Kerusakan katub dari PJR yang paling sering adalah Mitral Stenosis (MS), yaitu kondisi di mana katub mitral tidak dapat membuka dengan sempurna. Secara normal, darah dari serambi kiri jantung akan mengalir ke bilik kiri melalui katub mitral. Bila katub mitral tidak dapat terbuka dengan baik, maka aliran darah akan tertahan di serambi kiri. Dalam jangka waktu lama, serambi kiri jantung akan membesar karena menampung volume darah yang berlebihan, menyebabkan aliran darah menjadi lambat. Aliran darah yang melambat akan memudahkan terbentuknya gumpalan darah di serambi kiri. Suatu saat bila ada bagian kecil dari gumpalan darah ini terpecah dan berjalan mengikuti aliran darah ke berbagai organ tubuh, salah satunya otak.

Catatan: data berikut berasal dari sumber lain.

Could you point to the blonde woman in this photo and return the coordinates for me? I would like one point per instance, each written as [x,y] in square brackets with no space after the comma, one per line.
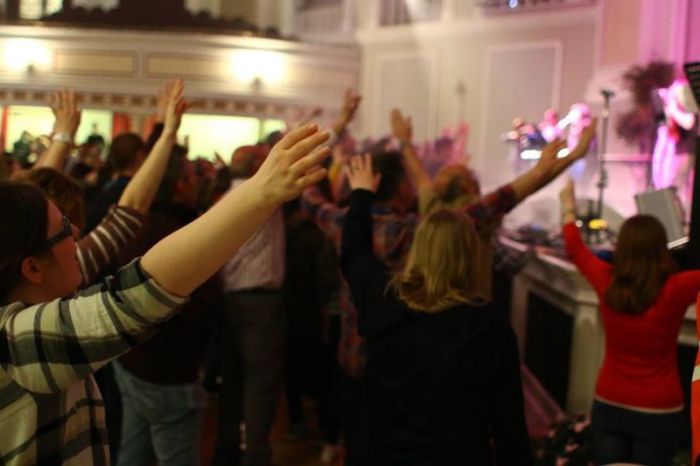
[443,374]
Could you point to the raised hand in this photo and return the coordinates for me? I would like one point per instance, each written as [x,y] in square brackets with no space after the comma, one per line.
[567,196]
[163,94]
[584,142]
[66,112]
[175,106]
[293,164]
[350,103]
[550,154]
[401,127]
[360,174]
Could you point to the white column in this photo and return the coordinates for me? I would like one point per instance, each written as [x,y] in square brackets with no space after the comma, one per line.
[348,16]
[289,18]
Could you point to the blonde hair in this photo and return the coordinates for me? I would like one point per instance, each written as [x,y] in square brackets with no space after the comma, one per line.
[441,267]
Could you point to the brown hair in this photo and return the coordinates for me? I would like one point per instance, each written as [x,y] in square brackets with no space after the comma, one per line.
[61,189]
[642,265]
[124,150]
[441,267]
[23,227]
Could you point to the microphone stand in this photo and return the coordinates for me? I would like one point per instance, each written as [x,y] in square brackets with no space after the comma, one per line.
[602,150]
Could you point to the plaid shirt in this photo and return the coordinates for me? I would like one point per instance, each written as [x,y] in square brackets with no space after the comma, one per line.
[51,411]
[392,237]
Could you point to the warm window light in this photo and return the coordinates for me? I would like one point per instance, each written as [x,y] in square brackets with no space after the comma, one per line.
[250,66]
[26,55]
[534,154]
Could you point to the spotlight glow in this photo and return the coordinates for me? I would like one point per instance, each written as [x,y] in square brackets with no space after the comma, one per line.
[248,66]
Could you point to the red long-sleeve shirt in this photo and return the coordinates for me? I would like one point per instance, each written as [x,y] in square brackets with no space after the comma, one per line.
[640,368]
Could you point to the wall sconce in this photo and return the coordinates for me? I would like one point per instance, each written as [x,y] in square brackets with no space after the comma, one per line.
[259,67]
[26,55]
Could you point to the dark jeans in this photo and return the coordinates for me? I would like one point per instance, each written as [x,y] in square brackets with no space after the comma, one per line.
[625,436]
[355,421]
[252,371]
[113,409]
[316,363]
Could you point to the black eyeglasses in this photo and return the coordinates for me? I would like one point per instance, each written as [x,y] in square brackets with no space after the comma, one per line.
[60,236]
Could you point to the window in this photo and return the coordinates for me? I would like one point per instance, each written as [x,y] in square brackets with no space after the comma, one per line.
[37,9]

Gumpalan ini menyumbat pembuluh darah otak yang kecil dan menimbulkan gejala stroke. Gejala lain dari PJR bisa menyerupai gejala gagal jantung biasa yaitu sesak nafas bila beraktivitas dan adanya bengkak pada kaki. Untuk menegakkan diagnosa PJR, seseorang akan menjalani pemeriksaan fisik, perekaman jantung (EKG), foto rontgen dada, dan echocardioghraphy (USG jantung). Echocardiography merupakan pemeriksaan yang paling baik untuk melihat apakah ada pembesaran ruang jantung, kegagalan fungsi pompa jantung, dan apakah ada gumpalan darah di dalam jantung.
Apakah Penyakit Jantung Rematik bisa dicegah? Bisa, caranya yaitu dengan melakukan pengobatan pada anak yang mengalami infeksi Streptococcus beta hemolyticus group A dengan pemberian antibiotik. Bila telah sembuh, pemberian antibiotik biasanya tetap diberikan secara berkala tiap 3 minggu. AHA (American Heart Association) merekomendasikan pasien dengan demam rematik tanpa gejala jantung untuk menerima profilaksis antibiotik selama 5 tahun atau sampai berusia 21 tahun, dan bila ada gejala jantung bisa selama 10 tahun atau sampai usia 40 tahun. Secara sederhana, jagalah kebersihan rumah dan lingkungan, hindari anak-anak mengalami batuk pilek berulang, dan bawalah anak-anak yang sakit untuk berobat ke fasilitas kesehatan.